The move marks one of the largest crypto upgrades for the Block-owned payment platform since its earlier integration of bitcoin services and reflects intensifying competition among fintech firms entering the stablecoin market.

Block’s Bitcoin Product Lead Miles Suter said users can transfer USDC directly from existing US dollar balances without managing separate wallets, blockchain bridges or additional setup requirements.

The company also said transfers would carry no extra fees.

Cash App, operated by Jack Dorsey’s fintech company Block Inc., serves roughly 59 million monthly active users.

The platform historically focused heavily on bitcoin products, including self-custody wallet systems, mining infrastructure and open-source bitcoin development projects.

Its latest stablecoin expansion however places Cash App more directly into the growing market for blockchain-based digital payments and cross-chain financial services.

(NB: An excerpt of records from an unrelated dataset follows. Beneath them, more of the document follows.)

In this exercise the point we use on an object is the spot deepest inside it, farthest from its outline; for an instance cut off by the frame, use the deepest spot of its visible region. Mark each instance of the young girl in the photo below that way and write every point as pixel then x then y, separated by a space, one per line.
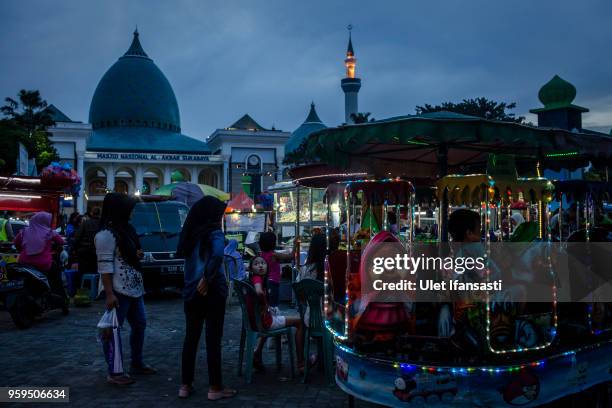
pixel 259 271
pixel 267 245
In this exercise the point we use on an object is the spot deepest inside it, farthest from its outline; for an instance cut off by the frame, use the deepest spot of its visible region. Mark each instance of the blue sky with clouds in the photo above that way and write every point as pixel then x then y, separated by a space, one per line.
pixel 271 58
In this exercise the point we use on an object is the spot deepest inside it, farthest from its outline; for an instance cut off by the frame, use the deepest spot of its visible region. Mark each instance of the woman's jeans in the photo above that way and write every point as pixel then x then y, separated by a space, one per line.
pixel 132 309
pixel 212 309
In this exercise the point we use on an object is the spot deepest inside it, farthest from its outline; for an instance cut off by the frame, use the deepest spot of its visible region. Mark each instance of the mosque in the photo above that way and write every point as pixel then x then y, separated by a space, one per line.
pixel 133 143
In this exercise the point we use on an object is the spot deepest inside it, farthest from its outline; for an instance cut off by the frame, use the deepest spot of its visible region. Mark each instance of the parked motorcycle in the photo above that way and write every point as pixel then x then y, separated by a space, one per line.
pixel 28 294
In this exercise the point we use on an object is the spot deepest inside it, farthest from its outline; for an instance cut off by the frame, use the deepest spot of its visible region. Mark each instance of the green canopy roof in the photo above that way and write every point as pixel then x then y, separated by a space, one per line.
pixel 412 145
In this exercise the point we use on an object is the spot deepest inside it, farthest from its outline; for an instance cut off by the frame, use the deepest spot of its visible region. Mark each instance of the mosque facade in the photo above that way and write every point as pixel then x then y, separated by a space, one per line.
pixel 132 142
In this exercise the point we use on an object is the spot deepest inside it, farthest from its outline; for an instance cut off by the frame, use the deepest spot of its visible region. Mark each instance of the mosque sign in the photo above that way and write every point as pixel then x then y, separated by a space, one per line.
pixel 152 157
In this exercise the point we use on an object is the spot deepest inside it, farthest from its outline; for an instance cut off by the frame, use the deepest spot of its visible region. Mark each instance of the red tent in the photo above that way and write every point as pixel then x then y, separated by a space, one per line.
pixel 241 202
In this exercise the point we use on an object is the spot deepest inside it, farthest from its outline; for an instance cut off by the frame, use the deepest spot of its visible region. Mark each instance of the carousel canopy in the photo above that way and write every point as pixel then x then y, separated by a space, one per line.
pixel 444 142
pixel 474 188
pixel 580 189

USDC, issued by Circle, remains the largest regulated US-based stablecoin and one of the most widely used digital dollar assets globally.

The expansion also comes as major payment firms including Visa, Mastercard and PayPal deepen investments in stablecoin payment infrastructure.

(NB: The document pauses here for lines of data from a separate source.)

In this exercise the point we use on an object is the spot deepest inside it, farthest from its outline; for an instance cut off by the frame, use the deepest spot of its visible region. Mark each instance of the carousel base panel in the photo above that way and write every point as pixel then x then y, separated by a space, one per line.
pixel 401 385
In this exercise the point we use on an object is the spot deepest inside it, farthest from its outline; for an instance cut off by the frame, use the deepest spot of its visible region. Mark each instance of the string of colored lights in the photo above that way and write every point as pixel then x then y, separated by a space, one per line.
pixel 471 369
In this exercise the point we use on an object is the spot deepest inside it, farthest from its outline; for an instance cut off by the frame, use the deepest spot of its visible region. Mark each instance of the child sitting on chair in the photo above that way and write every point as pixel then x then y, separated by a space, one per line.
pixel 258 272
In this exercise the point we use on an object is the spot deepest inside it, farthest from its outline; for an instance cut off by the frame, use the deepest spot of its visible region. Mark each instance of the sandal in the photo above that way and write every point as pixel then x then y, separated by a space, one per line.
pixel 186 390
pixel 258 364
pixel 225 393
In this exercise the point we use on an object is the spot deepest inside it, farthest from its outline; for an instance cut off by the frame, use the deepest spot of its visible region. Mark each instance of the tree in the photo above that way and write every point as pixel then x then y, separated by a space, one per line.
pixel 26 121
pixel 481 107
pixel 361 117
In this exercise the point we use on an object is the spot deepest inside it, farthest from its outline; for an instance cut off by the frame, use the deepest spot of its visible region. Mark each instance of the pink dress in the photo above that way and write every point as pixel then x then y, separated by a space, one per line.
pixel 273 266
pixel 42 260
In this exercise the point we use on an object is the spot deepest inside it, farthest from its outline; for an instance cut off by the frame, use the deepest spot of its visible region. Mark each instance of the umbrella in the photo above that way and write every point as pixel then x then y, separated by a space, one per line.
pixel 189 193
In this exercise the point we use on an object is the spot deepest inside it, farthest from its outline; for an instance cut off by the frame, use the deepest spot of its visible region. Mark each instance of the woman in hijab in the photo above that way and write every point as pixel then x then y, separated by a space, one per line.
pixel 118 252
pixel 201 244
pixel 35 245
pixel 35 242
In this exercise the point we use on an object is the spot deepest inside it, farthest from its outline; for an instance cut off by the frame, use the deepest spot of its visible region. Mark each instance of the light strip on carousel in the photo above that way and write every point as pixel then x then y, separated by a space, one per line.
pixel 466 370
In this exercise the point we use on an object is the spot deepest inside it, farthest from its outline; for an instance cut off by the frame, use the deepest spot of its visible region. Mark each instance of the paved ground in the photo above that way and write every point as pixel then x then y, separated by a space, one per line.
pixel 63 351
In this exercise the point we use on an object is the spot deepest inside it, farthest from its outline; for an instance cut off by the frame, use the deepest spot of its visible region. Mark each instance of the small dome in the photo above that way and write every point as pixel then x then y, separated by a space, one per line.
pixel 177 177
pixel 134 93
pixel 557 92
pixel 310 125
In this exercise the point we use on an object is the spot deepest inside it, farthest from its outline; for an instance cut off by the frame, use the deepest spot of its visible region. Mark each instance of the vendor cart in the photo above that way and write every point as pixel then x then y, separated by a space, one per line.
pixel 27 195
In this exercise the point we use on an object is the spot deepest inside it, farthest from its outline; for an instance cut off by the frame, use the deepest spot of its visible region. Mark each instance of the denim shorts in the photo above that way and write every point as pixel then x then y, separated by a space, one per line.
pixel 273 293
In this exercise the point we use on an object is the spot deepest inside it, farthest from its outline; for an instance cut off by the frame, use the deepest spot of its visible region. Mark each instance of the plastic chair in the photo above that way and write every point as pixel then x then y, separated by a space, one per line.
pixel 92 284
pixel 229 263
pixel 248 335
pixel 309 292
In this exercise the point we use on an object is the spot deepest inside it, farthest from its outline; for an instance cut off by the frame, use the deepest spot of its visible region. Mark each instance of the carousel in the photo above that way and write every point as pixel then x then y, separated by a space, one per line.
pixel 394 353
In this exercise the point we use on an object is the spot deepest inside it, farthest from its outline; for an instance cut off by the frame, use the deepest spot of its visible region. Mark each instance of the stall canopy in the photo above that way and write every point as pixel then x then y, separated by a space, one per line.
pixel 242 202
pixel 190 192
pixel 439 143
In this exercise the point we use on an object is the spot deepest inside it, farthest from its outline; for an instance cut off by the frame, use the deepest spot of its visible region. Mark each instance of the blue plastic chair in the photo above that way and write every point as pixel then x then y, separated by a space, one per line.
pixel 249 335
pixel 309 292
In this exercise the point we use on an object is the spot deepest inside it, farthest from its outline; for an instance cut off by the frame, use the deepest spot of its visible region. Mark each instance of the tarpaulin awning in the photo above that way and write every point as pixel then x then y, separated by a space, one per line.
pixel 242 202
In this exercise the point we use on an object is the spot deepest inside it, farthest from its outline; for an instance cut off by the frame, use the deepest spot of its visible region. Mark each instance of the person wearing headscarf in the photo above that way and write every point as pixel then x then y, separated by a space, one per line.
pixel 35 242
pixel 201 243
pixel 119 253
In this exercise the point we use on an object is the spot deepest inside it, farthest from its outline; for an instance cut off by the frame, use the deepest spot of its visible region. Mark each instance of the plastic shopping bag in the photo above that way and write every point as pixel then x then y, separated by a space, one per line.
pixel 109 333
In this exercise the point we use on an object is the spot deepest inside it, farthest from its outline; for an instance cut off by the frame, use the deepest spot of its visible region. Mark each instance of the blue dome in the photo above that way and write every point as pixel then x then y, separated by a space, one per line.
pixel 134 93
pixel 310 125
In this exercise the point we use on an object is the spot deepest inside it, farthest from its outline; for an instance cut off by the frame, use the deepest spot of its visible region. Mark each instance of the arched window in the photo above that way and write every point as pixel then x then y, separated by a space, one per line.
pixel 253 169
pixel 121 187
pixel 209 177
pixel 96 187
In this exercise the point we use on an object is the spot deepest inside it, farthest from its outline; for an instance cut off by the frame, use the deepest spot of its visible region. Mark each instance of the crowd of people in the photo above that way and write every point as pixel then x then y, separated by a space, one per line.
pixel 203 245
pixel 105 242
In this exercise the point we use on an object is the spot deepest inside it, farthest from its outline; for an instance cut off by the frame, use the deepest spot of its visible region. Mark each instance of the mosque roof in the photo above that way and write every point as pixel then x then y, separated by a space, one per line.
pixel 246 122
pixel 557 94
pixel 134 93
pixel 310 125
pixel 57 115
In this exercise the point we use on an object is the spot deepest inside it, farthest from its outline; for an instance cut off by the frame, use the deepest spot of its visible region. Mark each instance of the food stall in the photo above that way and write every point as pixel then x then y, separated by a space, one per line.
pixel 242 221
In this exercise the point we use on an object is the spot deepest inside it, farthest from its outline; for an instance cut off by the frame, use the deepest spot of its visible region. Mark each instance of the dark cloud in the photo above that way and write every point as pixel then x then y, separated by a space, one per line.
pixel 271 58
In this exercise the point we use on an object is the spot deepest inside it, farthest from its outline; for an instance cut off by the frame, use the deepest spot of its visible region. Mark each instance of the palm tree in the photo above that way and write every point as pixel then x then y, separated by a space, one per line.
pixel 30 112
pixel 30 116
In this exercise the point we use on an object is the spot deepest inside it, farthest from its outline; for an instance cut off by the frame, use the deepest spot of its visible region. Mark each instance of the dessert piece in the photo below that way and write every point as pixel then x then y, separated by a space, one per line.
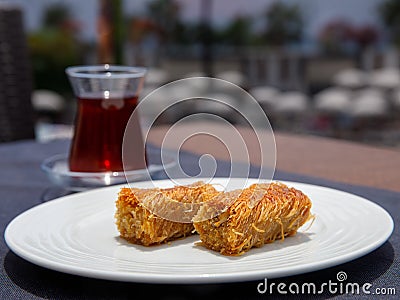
pixel 259 214
pixel 136 217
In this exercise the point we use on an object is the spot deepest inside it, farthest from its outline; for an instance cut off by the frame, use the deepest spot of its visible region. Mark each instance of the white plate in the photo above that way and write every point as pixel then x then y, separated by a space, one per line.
pixel 76 234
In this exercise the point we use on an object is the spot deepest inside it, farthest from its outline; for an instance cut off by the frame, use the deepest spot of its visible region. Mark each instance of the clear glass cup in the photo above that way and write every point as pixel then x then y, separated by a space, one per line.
pixel 107 96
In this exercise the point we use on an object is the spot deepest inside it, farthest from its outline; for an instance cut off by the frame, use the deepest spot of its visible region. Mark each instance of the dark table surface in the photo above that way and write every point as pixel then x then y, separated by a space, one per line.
pixel 23 184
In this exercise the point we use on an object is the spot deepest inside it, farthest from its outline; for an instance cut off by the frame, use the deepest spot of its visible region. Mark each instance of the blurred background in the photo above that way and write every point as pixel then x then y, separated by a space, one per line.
pixel 327 68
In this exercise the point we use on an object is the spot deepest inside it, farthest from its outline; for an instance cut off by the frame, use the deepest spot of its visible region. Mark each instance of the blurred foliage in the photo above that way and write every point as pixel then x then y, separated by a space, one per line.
pixel 339 37
pixel 390 13
pixel 53 48
pixel 238 32
pixel 284 24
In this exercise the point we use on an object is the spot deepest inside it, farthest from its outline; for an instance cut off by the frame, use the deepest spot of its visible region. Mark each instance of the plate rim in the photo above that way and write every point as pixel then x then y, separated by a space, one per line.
pixel 198 278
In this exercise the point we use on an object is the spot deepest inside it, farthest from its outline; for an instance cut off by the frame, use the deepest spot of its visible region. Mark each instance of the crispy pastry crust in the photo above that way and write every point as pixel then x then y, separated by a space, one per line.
pixel 138 225
pixel 261 214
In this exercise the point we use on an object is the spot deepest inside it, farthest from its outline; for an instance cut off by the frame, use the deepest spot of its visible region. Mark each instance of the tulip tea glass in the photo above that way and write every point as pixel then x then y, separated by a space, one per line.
pixel 107 96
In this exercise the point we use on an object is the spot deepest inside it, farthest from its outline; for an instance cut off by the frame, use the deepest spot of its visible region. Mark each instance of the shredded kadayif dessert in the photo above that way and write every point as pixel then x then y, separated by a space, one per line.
pixel 137 224
pixel 260 214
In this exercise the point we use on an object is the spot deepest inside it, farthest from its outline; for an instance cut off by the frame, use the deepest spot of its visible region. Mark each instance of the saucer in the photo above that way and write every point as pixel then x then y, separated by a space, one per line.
pixel 57 170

Meanwhile, the broader stablecoin market recently surpassed $300 billion in total circulating supply.

Analysts said the integration could accelerate mainstream stablecoin adoption by removing much of the technical complexity associated with blockchain transfers.

By embedding stablecoin functionality directly into a major consumer payments app, Cash App may expose millions of traditional fintech users to blockchain-based settlement systems without requiring separate crypto exchange accounts.

The decision also signals growing convergence between traditional payment networks and decentralized financial infrastructure.

However, the move carries strategic tension because Block and Jack Dorsey historically positioned bitcoin rather than stablecoins as the future of internet-native money.

Suter reiterated that bitcoin remains the company’s long-term priority, describing stablecoins as a transitional bridge between traditional fiat systems and future digital money infrastructure.

Industry researchers said stablecoins increasingly function as the operational backbone of blockchain finance because of their relative price stability and rapid settlement capabilities.

Others noted that user-friendly fintech integration remains one of the biggest barriers preventing stablecoins from reaching broader mainstream adoption.

Some analysts also suggested the expansion reflects broader market recognition that stablecoins currently offer stronger everyday payment utility than highly volatile cryptocurrencies.

Stablecoins emerged initially as tools for crypto trading and exchange liquidity management before expanding into remittances, decentralized finance and cross-border commerce.

Major financial institutions and payment providers increasingly view stablecoins as potential infrastructure for future global payment systems.

Regulators globally meanwhile continue debating how stablecoins should be supervised as they become increasingly integrated into mainstream financial services.